A growing number of research labs are hence building upon CORD-19 to make the data more amenable to automated processing. Table 1 gives an overview of existing datasets pertaining to COVID-19. Some datasets such as Wikidata Scholia only contain a small subset of the publications available as CORD-19. Other knowledge graphs about COVID-19 focus exclusively on case statistics instead of scientific publications (e.g., Covid-19 by STKO Lab) or text mining on the CORD-19 dataset without providing much information about the content present in the publications (e.g., Covid19-KG by Blender Lab and Cord-19-on-FHIR). Our goal differs from that of other COVID-19-related datasets: We aim to provide a comprehensive RDF representation of the CORD-19 data and include Natural Language Processing (NLP) results on the data to facilitate the development of intelligent search engines, domain-specific conversational AIs and structured machine learning solutions for COVID-19.
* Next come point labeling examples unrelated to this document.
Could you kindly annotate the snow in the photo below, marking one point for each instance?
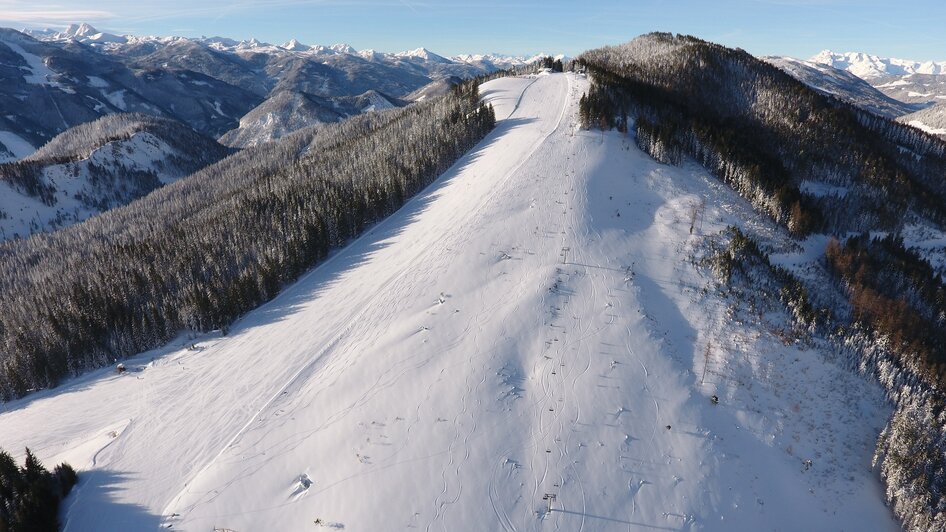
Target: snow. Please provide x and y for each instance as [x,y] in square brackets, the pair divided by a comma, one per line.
[528,324]
[820,190]
[26,214]
[97,82]
[38,72]
[16,145]
[932,130]
[116,98]
[868,66]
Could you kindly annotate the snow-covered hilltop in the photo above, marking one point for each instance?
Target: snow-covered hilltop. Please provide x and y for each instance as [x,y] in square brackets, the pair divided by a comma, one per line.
[868,66]
[902,79]
[86,34]
[225,88]
[842,84]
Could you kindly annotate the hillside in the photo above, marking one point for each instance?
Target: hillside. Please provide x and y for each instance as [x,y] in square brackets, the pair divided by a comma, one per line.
[917,82]
[842,84]
[97,166]
[932,119]
[862,195]
[52,81]
[49,87]
[289,111]
[548,293]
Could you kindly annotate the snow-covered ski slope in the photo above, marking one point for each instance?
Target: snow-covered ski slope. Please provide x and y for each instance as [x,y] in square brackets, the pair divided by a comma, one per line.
[529,324]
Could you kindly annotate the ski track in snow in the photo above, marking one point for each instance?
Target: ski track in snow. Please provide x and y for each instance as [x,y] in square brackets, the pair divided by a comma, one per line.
[454,364]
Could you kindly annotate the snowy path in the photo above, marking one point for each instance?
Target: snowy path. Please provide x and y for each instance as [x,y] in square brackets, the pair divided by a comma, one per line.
[527,325]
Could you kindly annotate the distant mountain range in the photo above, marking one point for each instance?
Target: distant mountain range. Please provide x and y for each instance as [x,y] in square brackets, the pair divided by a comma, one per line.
[903,79]
[843,84]
[53,80]
[912,92]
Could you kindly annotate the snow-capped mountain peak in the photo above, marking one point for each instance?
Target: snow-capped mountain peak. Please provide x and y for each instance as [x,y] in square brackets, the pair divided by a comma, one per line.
[868,66]
[295,46]
[343,48]
[85,33]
In this paper, we present CovidPubGraph, a comprehensive RDF knowledge graph of COVID-19 based on CORD-19. Our dataset follows the Linked Data lifecycle2. We provide a detailed representation of the COVID-19 publications in RDF including properties like publication title, authors names and their institutions, paper sections (e.g., abstract, introduction, body, discussion, etc.) and annotated references (e.g., references to figures). Resources such as authors and named entities augment the original data and make it easier to process for the sake of question answering and machine learning. All resources in the dataset are dereferenceable HTTP IRIs, which can be accessed via LodView (https://lodview.it/) or via the dataset’s SPARQL endpoint (https://covid-19ds.data.dice-research.org/sparql/). In addition, we link our dataset to the biomedical entities in other relevant datasets (e.g., DrugBank, Sider, Kegg).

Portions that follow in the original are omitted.